The one genuine surprise comes about two thirds of the way through the episode where Dahj, until then placed as a crucial character to the story’s plot, explodes; murdered by some bad guys with StarLord’s guns. It’s completely undone two scenes later where it’s explained that synthetic robot people are always made in pairs. Why? They just are, whatever … it doesn’t matter because it means there’s another one of her out there and we can use the same actor. It’s a win-win, take an early lunch, people.
Amusingly, the next biggest surprise that actually made Josie and I gasp was the appearance of Discovery-era Spock! Well, we thought it was Spock, turns out it was some Romulan guy who looked a hell of a lot like Spock.
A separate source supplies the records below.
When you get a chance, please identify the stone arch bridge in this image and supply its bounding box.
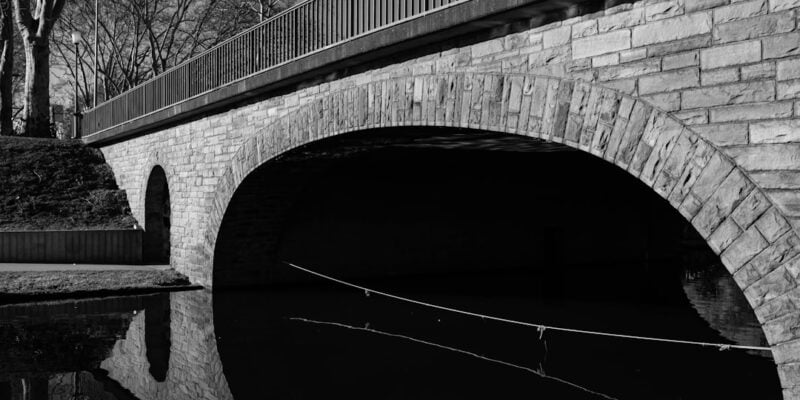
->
[83,0,800,399]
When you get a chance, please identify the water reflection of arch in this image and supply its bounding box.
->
[101,291,233,400]
[142,165,172,264]
[0,295,169,400]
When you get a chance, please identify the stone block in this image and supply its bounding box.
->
[780,362,800,390]
[619,47,647,63]
[745,268,796,306]
[641,92,681,111]
[639,114,686,186]
[733,264,761,288]
[726,143,800,171]
[542,26,572,49]
[681,81,775,109]
[684,0,729,13]
[741,61,775,81]
[692,124,747,147]
[750,171,800,189]
[714,0,768,25]
[672,108,708,125]
[644,0,683,22]
[639,68,700,95]
[750,119,800,143]
[654,138,716,207]
[572,19,597,39]
[615,101,653,169]
[714,12,795,43]
[597,8,644,33]
[761,32,800,60]
[710,101,793,122]
[731,190,770,229]
[769,0,800,12]
[777,58,800,81]
[700,40,761,69]
[597,58,661,82]
[748,288,800,323]
[783,257,800,280]
[691,152,733,202]
[592,53,619,68]
[632,12,711,47]
[776,79,800,100]
[700,67,739,86]
[722,227,769,273]
[708,218,742,254]
[528,46,570,69]
[756,207,790,243]
[678,194,703,221]
[572,29,631,59]
[748,234,800,276]
[661,50,700,71]
[692,170,753,238]
[767,190,800,218]
[471,38,504,58]
[601,78,636,95]
[647,34,711,57]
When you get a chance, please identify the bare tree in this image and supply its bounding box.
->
[53,0,272,106]
[0,0,14,135]
[13,0,66,137]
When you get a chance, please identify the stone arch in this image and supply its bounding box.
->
[205,73,800,397]
[142,165,171,264]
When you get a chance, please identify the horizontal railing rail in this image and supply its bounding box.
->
[81,0,469,137]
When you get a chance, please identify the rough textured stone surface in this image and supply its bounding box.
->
[92,0,800,384]
[639,68,700,95]
[692,124,747,147]
[714,12,795,43]
[632,13,711,47]
[700,67,739,86]
[572,29,631,59]
[681,81,775,108]
[722,227,769,273]
[750,120,800,143]
[700,40,761,69]
[710,102,793,121]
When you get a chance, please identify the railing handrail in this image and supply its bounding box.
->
[86,0,317,112]
[82,0,471,136]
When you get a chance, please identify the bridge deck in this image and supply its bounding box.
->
[81,0,600,144]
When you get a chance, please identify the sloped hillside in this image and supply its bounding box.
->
[0,136,136,231]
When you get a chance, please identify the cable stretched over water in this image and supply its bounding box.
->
[284,261,771,351]
[289,317,618,400]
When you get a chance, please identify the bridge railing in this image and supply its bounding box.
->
[81,0,469,136]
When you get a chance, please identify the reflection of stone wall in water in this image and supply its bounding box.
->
[101,291,233,400]
[683,265,771,357]
[0,296,158,400]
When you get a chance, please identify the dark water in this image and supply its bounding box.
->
[0,262,780,400]
[0,145,781,400]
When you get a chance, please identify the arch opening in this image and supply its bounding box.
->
[214,128,780,398]
[142,166,171,264]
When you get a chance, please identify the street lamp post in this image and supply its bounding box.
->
[72,31,81,139]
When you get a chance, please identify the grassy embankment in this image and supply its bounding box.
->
[0,136,194,302]
[0,136,136,231]
[0,270,192,304]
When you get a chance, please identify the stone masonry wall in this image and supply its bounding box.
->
[102,0,800,399]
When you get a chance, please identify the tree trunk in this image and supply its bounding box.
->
[0,0,14,135]
[22,34,51,137]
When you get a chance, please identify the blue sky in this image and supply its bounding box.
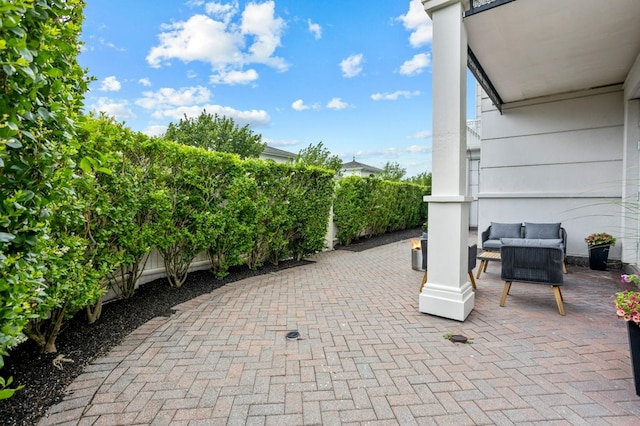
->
[78,0,473,176]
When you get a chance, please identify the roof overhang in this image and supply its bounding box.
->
[452,0,640,107]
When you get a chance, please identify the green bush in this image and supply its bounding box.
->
[333,176,428,245]
[0,0,88,367]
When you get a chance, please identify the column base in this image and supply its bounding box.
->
[418,282,475,321]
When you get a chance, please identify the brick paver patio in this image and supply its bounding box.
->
[40,241,640,425]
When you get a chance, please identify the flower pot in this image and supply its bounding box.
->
[627,321,640,396]
[589,245,611,271]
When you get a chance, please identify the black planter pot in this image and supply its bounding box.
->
[627,321,640,396]
[589,245,611,271]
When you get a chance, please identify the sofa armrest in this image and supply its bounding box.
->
[500,240,564,285]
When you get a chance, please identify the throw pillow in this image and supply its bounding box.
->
[489,222,522,240]
[524,222,560,239]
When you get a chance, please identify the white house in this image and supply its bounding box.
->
[420,0,640,320]
[259,145,296,163]
[340,157,383,177]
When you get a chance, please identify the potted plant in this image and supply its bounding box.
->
[584,232,616,271]
[615,274,640,396]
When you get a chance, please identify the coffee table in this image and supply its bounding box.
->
[476,250,501,278]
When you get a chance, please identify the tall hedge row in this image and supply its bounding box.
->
[0,0,88,372]
[333,176,427,245]
[0,117,334,360]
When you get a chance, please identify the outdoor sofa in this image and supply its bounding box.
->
[481,222,567,273]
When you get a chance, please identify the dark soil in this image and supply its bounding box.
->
[0,229,421,425]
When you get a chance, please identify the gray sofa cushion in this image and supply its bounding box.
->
[482,240,502,251]
[500,238,562,248]
[489,222,522,240]
[524,222,560,239]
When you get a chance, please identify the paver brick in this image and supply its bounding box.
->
[40,235,640,425]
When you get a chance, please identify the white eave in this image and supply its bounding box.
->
[440,0,640,104]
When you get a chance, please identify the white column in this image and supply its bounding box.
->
[419,0,475,321]
[618,99,640,266]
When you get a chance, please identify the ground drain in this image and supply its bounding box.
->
[287,331,300,340]
[442,333,473,343]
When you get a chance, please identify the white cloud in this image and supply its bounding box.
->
[90,98,136,121]
[204,1,238,24]
[98,75,122,92]
[98,37,127,52]
[240,1,288,71]
[410,130,431,139]
[152,104,271,127]
[340,53,364,78]
[291,99,320,111]
[399,53,431,76]
[397,0,433,47]
[209,69,258,85]
[135,86,211,109]
[371,90,420,101]
[327,98,349,109]
[407,145,431,154]
[146,15,244,68]
[142,124,167,136]
[307,19,322,40]
[146,0,289,84]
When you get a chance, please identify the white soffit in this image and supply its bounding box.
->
[464,0,640,103]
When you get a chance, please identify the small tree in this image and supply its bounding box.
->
[380,161,407,182]
[296,142,342,173]
[164,110,267,158]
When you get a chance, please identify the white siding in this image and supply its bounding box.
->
[478,87,624,259]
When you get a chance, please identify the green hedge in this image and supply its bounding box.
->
[0,0,88,366]
[333,176,427,245]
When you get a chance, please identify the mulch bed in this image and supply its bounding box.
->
[0,229,421,425]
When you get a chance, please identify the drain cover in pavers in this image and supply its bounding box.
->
[287,331,300,340]
[449,334,469,343]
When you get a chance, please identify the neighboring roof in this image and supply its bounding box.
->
[342,159,384,173]
[262,145,296,159]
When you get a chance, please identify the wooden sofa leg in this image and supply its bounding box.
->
[553,285,564,315]
[476,260,486,278]
[500,281,511,306]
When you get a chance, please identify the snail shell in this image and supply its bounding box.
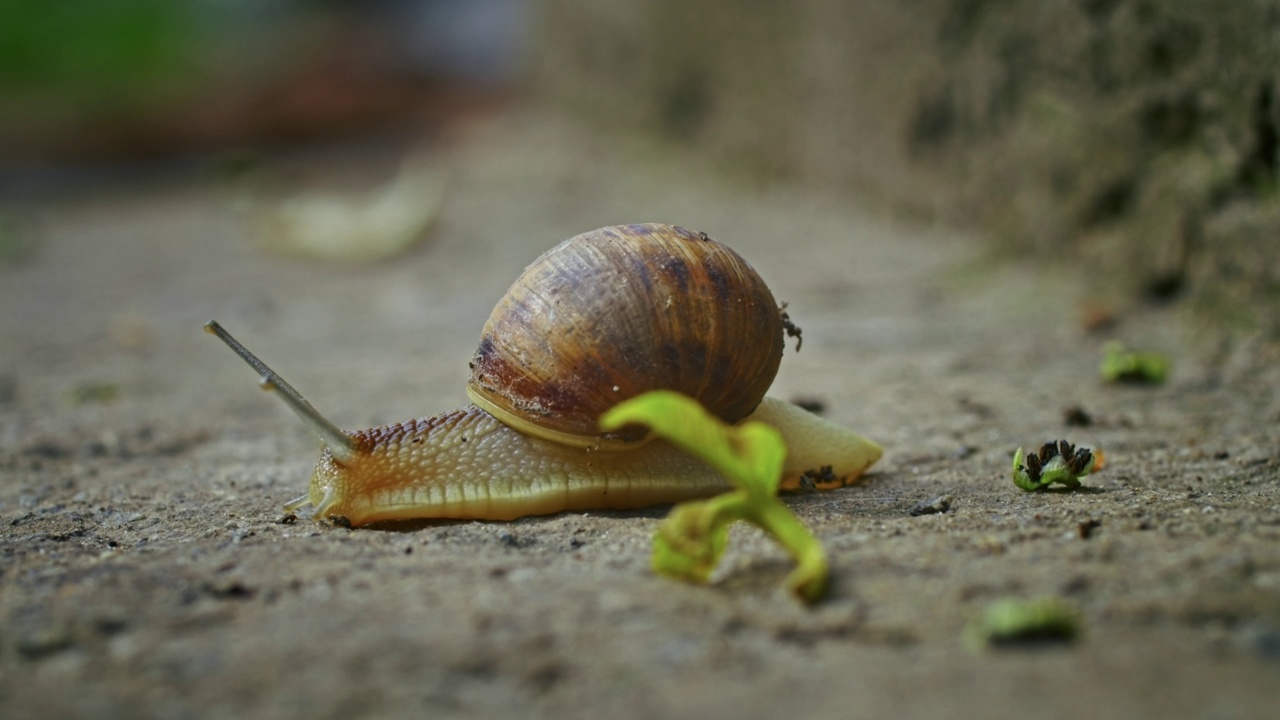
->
[467,224,783,448]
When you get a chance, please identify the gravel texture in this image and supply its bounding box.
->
[0,110,1280,719]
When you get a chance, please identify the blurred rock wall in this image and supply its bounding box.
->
[539,0,1280,337]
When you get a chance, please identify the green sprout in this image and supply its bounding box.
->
[1014,439,1098,491]
[964,596,1082,652]
[1098,342,1169,384]
[600,391,828,602]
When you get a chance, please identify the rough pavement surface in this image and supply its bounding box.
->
[0,107,1280,719]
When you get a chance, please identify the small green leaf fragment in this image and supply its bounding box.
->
[1012,439,1098,492]
[1098,342,1169,384]
[600,391,829,602]
[964,596,1083,652]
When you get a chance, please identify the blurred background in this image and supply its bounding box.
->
[0,0,1280,337]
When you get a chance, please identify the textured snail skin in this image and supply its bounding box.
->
[308,398,881,527]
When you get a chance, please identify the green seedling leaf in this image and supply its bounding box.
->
[964,596,1082,652]
[1098,342,1169,384]
[600,391,828,602]
[1014,439,1098,491]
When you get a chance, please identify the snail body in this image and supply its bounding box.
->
[205,224,881,525]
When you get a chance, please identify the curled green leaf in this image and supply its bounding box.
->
[1012,439,1098,491]
[964,596,1082,652]
[1098,342,1169,384]
[600,391,828,602]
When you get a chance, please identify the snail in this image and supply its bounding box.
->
[205,224,881,527]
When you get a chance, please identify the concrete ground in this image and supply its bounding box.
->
[0,110,1280,720]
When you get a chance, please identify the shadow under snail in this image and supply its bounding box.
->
[205,224,881,527]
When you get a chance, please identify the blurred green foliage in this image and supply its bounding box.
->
[0,0,206,117]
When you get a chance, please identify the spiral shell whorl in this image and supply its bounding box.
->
[467,224,783,446]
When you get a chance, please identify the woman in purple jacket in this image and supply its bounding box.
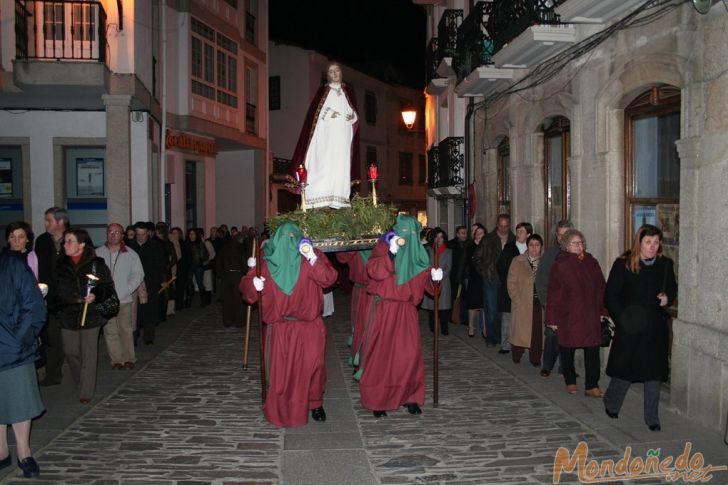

Picard is really just fine. The series does look great, possibly the lushest dynamic range in which Star Trek has ever been shot since the original series and some of TNG (oosh give me more film masters plz). It’s a treat to see Sir Stew get his teeth into something and not phone it in (hello, all of the X-Men films) and I’ll never get tired of seeing science fiction people use keyboards to pilot machine or vehicles like they’re typing in commands while playing Zork.
But if the story of the series (or season) is to revolve around AI, do I have any faith it’ll be explored with the same detail, intensity and skill as on the better Data episodes of TNG (season two’s ‘The Measure of a Man’ being the high point)? So far I have very little faith, but I hope I’m proved wrong because Picard deserves a stonking great last adventure.
Star Trek: Picard is now streaming on Amazon Prime.